I graduated with some impressive business experience considering I was a 22-year-old who’d yet to work a real full-time job.
In my four years of college, I’d recruited, interviewed, hired, managed, and on one occasion had to fire, employees. I’d drawn up marketing plans. I’d talked down angry customers. I’d written advertising copy, pitched ideas, created training programs, planned events, worked in teams, bounced back from failures, and done lots and lots of selling.
And yet, as an English and history major, I never took a single course related to business. I never had an off-campus internship, either. I just availed myself of the opportunities around me.

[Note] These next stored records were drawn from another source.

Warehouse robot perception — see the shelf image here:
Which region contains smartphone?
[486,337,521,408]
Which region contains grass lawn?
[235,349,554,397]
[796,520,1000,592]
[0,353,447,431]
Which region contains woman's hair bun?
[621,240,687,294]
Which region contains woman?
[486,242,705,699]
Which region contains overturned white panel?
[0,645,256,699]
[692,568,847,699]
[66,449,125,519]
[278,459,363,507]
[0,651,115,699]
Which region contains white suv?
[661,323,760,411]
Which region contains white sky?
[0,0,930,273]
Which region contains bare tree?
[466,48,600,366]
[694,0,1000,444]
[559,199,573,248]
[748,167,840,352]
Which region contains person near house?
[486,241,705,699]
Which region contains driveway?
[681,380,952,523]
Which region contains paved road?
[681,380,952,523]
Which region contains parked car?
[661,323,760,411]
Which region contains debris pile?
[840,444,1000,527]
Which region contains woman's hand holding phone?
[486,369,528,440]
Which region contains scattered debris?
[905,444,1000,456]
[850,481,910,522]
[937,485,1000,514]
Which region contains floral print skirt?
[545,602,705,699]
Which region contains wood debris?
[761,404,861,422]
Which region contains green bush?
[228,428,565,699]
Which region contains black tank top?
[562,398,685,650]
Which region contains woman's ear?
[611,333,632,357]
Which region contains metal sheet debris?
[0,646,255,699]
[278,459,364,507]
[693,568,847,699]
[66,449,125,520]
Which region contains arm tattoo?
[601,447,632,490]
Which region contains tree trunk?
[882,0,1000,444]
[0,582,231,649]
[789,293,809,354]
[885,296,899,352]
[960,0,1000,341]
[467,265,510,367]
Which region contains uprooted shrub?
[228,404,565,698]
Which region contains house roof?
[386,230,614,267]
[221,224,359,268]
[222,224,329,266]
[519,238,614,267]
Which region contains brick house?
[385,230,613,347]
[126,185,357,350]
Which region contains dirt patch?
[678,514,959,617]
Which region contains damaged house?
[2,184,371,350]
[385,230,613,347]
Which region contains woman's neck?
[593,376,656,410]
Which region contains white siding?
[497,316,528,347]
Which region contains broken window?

I volunteered as part of the staff for new student orientation and was hired to run the program during my senior year. I ran discussion groups as the TA for a course. I worked as a security guard at the library and as a conference planning assistant in the dorms one summer. And I ran a spectacularly unsuccessful new-member rush for my fraternity (it was the first time I learned that “This is how we’ve always done it” is not a compelling reason to do something).
I was nowhere near the most successful or involved person in my peer group, much less in the entire student community. My comparatively short list of involvements wasn’t particularly noteworthy. Some were even pedestrian. But baked into them were countless opportunities to lean in, to try new things, to take responsibility, and to fail. And best of all, they were available to any student on campus regardless of their area of interest.
As college costs and the associated student debt continue to rise, families are smartly starting to look more critically at the outcomes of college when compared to the cost. Investments are made based on the likelihood of a return, and it doesn’t make sense to pay that much for college only to cross your fingers and hope for the best after graduation.
But with some notable exceptions of programs built to combine applicable skills with job placement, it’s difficult for most colleges to promise (and to substantiate) an outcome at graduation, career-related or otherwise. A college can only present the opportunities, but the student is the x-factor.
It’s the student who gets to make the choice. You can view the boundless clubs, organizations, jobs, and other opportunities as a limited-time offer, one you must take advantage of before they disappear. Or you can view them as optional add-ons if and when the desire strikes.
The opportunities are there at every college, famous and otherwise. But you have to invest the initiative in pursuit of a successful return.